The container shipping industry experienced a significant downturn in global long-term freight rates during the month of May, as the contracted cost of shipping containers plummeted by a staggering 27.5%, according to Xeneta’s Shipping Index (XSI®). This marks the ninth consecutive month of rate drops and represents the largest monthly fall ever recorded on the platform.
“If industry observers were left wondering just how bad it could get for carriers after the 10% fall in long-term rates seen in April, here’s the answer,” said Patrik Berglund, the CEO of Oslo-based Xeneta. “This is the largest drop we’ve ever experienced on the XSI®, which charts real-time global rate developments, and it paints a bleak picture of the state of the industry.”
Xeneta believes the collapse of long-term freight rates reflects a new market reality.
Berglund emphasized that while monthly declines have become the ‘new normal’ this year, “this is a collapse,” he said.
“The reasons behind that are manifold, but the main driver is the fact that May marks the point when existing 12-month contracts in the US come to a conclusion and new agreements come into force,” Berglund explains. “These reflect the reality of today’s subdued markets, so are priced much, much lower than their predecessors. The impact of that on the wider industry is here for all to see.”
The decline in long-term rates is particularly noteworthy coming after the pandemic-driven freight rates surge. However, Berglund believes that era is now “well and truly over.”
“The global XSI® is now down 42% year-on-year. With continued macroeconomic uncertainty, evaporating trade volumes, and a wider sense of geopolitical flux, short-term industry forecasts do not suggest a return to profitability anytime soon,” said Berglund. “This is a cause for concern for carriers who are tirelessly managing capacity by adjusting vessel speeds, restructuring services, and blanking sailings, but all their efforts seem to be in vain. Those with significant exposure to long-term contracts will increasingly feel the financial strain.”
Taking a regional perspective, the XSI® highlights the significant decline in long-term developments in the US. The US import sub-index witnessed a staggering 40.6% month-on-month collapse, resulting in a 54.6% loss in value since its peak in October of the previous year.
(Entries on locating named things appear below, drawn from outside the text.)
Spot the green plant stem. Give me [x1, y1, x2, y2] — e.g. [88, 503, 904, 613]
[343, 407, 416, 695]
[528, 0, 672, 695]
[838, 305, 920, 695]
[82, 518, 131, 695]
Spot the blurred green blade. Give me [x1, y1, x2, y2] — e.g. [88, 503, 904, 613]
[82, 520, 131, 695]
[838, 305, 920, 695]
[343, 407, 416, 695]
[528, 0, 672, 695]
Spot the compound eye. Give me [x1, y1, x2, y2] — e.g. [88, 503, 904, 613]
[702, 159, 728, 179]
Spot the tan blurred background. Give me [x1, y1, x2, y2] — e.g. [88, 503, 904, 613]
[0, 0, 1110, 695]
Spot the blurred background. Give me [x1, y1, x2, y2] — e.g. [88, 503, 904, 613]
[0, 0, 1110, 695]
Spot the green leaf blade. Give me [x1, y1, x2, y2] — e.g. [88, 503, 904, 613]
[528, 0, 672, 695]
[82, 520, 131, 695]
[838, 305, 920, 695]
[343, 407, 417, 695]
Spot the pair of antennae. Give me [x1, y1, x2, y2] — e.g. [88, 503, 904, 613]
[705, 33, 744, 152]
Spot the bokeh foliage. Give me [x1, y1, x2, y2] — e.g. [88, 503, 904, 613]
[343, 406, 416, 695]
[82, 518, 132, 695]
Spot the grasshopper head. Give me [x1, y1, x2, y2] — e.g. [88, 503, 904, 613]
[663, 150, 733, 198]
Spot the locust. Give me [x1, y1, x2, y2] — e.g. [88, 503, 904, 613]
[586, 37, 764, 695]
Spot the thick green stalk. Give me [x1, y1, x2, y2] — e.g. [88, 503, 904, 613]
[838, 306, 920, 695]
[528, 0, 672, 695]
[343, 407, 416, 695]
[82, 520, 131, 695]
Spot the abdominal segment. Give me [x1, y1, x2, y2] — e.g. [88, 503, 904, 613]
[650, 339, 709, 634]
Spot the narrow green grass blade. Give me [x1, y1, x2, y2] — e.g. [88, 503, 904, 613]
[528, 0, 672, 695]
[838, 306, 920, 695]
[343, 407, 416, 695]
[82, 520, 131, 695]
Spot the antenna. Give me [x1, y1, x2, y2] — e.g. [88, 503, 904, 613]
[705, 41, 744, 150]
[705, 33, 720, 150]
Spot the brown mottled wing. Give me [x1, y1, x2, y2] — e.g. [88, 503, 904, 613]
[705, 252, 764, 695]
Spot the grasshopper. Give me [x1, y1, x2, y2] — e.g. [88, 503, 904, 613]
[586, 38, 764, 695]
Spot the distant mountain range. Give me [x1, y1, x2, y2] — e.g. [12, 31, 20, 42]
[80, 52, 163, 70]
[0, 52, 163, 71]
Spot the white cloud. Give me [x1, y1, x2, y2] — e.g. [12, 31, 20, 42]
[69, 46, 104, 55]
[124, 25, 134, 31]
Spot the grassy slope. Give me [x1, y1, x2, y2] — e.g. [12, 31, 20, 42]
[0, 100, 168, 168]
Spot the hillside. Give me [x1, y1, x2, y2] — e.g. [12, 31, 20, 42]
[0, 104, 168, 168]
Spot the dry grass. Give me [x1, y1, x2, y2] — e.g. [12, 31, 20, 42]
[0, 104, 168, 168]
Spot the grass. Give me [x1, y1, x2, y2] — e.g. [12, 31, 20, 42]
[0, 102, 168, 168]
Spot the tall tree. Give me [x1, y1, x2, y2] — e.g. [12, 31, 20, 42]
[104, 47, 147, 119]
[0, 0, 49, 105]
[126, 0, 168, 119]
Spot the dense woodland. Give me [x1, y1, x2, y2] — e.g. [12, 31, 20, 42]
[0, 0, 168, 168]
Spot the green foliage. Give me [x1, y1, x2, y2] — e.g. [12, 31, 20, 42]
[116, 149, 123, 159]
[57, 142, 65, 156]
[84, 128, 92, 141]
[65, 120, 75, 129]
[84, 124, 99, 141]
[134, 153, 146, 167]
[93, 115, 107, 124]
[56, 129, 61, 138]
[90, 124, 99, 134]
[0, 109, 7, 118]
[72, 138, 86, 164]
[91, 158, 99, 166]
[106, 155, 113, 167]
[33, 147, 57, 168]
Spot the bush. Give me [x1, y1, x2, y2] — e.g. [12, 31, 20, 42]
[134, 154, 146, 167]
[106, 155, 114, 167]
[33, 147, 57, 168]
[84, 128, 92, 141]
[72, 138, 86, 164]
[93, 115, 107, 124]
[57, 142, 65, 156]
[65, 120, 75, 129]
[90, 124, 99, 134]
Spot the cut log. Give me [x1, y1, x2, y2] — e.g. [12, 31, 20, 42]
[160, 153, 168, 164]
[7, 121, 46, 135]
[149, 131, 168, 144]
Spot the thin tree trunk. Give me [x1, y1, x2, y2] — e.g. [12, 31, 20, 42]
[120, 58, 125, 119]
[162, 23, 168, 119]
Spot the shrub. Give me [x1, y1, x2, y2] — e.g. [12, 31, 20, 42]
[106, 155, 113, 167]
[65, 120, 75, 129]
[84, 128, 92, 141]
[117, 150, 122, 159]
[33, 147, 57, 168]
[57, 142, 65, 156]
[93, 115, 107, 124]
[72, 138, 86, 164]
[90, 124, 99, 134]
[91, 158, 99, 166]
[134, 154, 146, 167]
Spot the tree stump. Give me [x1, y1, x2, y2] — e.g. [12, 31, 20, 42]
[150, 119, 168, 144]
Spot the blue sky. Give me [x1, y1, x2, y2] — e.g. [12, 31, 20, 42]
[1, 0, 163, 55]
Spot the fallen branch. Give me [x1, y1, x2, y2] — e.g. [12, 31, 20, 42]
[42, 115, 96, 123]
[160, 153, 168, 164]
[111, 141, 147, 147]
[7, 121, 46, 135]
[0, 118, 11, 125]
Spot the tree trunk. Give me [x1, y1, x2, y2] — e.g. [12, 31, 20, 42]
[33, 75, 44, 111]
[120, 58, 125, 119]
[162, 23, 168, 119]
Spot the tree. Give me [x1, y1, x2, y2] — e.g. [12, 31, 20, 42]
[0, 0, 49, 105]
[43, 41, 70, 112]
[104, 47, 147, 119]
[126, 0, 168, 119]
In dollar terms, this translates to a USD 6,140 decrease per FEU (forty-foot equivalent unit) in the average contracted price of shipping containers between the Far East and the US West Coast compared to the previous year, representing a massive 76% drop on this major global route, according to Xeneta. Total import volumes reveal a grim reality, with volumes into the US down by 21.1% in the first quarter, while those originating from the Far East are down 25.9%. However, there was limited growth in the US export sub-index, recording a 5.1% month-on-month increase.
The decline in the US import sub-index was only matched by the decline in Far East exports, which fell by 38.6% in May alone. This sub-index has now lost over half its value in 2023 and is down by 58.5% compared to the previous year. In terms of volume, containerized exports from the Far East experienced a 10.5% decline in the first quarter and are now only 3.3% higher compared to the figures from the same period in 2019.
“With demand for containerized exports out of the Far East falling, and a lack of hunger for imports into the US, we have something of a ‘retreat’ in the two forces that traditionally drive global trade growth,” Berglund notes. “There’s very little the carriers can do to protect their precious long-term rates in this kind of climate, especially when we consider that the vessels ordered during the pandemic ‘boom’ are now starting to swell overall industry capacity.
“This is a headline grabbing monthly drop in contracted rates,” he concludes, “but it’s not the end of the story. More developments await on the horizon in what will be a very challenging year for the carrier community. Watch this space.”